Les journalistes peuvent mourir de faim à Gaza

Les journalistes peuvent mourir de faim à Gaza

L'agence de presse française AFP Il a dénoncé dans un communiqué que ses collaborateurs de Gazati (y compris les éditeurs, les photographes et les vidéo) peuvent mourir de faim s'il n'y a pas de « intervention immédiate » dans le Gazaoù la crise humanitaire continue de progresser en raison du peu d'accès qu'ils ont à la nourriture et à l'eau.

« Depuis la fondation de l'AFP en août 1944, nous avons perdu des journalistes de conflit, nous avons subi des blessures et des prisonniers dans nos rangs, mais aucun de nous ne se souvient d'avoir vu un collaborateur de la faim mourir », il recueille sa déclaration. « Nous refusons de découvrir leur mort à tout moment et c'est insupportable »ajoute-t-il.

L'agence de presse française décrit également les conditions dans lesquelles ses collaborateurs vivent dans la bande dévastée, où les bombes israéliennes n'arrêtent pas de tomber, comme Bashar30 ans, que « depuis plus d'un an, il vit dans la détention la plus absolue » et cela souffre de graves problèmes intestinaux selon Faire un efe.

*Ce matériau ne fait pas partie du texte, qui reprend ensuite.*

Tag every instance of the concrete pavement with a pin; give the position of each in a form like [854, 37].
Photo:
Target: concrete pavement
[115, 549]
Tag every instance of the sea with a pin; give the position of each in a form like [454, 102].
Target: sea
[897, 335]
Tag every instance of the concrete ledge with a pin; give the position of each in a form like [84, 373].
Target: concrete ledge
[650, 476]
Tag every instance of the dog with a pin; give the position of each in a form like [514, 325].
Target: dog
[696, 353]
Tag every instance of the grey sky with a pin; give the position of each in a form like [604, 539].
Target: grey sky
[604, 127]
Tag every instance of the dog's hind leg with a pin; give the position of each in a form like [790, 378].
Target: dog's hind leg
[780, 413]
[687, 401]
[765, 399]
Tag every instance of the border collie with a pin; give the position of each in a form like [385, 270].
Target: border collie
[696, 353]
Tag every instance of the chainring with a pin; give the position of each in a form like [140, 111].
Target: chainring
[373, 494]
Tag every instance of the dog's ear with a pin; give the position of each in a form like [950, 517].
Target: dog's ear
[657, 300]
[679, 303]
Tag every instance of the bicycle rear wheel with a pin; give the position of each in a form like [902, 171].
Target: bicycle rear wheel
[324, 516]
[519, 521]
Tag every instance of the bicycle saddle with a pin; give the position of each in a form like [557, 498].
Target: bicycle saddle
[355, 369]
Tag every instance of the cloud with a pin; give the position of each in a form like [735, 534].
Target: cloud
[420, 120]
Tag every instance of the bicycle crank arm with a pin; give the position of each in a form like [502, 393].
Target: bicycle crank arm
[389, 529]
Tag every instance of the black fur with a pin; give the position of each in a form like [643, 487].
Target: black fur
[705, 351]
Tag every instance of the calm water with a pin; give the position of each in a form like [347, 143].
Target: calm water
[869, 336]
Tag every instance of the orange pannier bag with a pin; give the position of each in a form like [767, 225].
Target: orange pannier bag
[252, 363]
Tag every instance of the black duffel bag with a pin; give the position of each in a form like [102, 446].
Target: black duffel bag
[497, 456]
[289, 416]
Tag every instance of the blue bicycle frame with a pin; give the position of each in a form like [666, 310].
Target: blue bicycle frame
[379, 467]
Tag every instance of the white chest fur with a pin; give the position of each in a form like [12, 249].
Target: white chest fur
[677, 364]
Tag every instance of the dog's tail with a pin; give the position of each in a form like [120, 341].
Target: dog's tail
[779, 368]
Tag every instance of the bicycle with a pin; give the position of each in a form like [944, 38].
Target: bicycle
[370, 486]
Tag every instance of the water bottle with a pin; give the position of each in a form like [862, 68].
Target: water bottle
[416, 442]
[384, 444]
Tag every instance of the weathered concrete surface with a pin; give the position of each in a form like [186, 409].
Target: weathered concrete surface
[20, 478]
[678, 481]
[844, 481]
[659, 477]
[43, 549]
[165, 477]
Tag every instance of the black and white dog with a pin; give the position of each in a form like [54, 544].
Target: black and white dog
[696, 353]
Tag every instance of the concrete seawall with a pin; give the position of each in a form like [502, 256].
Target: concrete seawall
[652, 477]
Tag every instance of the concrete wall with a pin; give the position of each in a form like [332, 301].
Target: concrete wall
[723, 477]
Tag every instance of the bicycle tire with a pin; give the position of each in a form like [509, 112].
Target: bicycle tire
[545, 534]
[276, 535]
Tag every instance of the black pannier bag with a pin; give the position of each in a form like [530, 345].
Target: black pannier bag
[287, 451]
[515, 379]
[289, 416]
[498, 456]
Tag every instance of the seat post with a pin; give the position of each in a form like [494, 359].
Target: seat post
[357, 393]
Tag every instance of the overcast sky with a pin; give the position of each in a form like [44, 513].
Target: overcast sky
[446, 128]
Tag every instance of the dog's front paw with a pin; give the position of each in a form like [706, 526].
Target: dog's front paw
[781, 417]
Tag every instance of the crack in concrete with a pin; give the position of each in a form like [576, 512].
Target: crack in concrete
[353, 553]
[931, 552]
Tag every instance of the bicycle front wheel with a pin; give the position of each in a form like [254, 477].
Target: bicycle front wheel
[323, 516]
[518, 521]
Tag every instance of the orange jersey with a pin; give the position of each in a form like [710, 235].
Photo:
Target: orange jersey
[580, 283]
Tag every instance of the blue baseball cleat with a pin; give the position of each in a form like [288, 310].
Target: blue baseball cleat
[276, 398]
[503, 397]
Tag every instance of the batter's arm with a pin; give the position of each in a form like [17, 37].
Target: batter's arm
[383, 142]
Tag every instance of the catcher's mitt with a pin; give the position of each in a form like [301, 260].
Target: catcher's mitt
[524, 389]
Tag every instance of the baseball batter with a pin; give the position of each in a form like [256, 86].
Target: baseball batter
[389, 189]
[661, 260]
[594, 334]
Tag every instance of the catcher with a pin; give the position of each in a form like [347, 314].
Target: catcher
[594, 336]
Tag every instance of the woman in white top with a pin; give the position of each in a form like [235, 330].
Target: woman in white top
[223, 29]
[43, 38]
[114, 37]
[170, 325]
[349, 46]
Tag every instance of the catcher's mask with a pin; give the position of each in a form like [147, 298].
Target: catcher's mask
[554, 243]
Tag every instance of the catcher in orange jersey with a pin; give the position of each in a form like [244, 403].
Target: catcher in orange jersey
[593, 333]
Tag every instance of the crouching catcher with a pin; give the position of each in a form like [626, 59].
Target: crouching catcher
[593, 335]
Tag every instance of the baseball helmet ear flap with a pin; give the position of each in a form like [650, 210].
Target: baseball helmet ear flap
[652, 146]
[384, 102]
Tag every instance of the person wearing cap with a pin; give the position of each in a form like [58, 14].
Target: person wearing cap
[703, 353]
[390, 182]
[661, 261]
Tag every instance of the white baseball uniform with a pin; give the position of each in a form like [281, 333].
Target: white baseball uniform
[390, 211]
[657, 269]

« Bashar Il vit dans les ruines de sa maison à Gaza City. Dimanche matin, il a informé que son frère aîné était mort de faim. Ahlamd'autre part, survit dans le sud de l'enclave et confirme que le plus gros problème est le manque de nourriture et d'eau « , explique la note.

Les journalistes de Gazati sont devenus les seuls témoins et narrateurs de la guerre israélienne à l'intérieur de la bande de Gaza, qui a déjà tué plus de 59 000 personnesoù le gouvernement de Benjamín Netanyahu Il a interdit son entrée à la presse internationale depuis le début de son invasion en octobre 2023.

« Bien que ces journalistes reçoivent un salaire mensuel de l'AFP, il n'y a rien à acheter ou des prix exorbitants. Nous voyons que leur situation s'aggrave. Ils sont jeunes et les forces les abandonnent. La plupart n'ont plus la capacité physique de se déplacer dans l'enclave. Leurs cris de soulagement du cœur sont maintenant tous les jours », ajoute-t-il.

De plus, les bombes israéliennes Ils ont mis fin à la vie de plus de 200 journalistes depuis le début de l'offensive. Selon les journalistes sans frontières, l'enclave palestinien est devenu l'endroit le plus mortel au monde pour exercer le journalisme en 2025.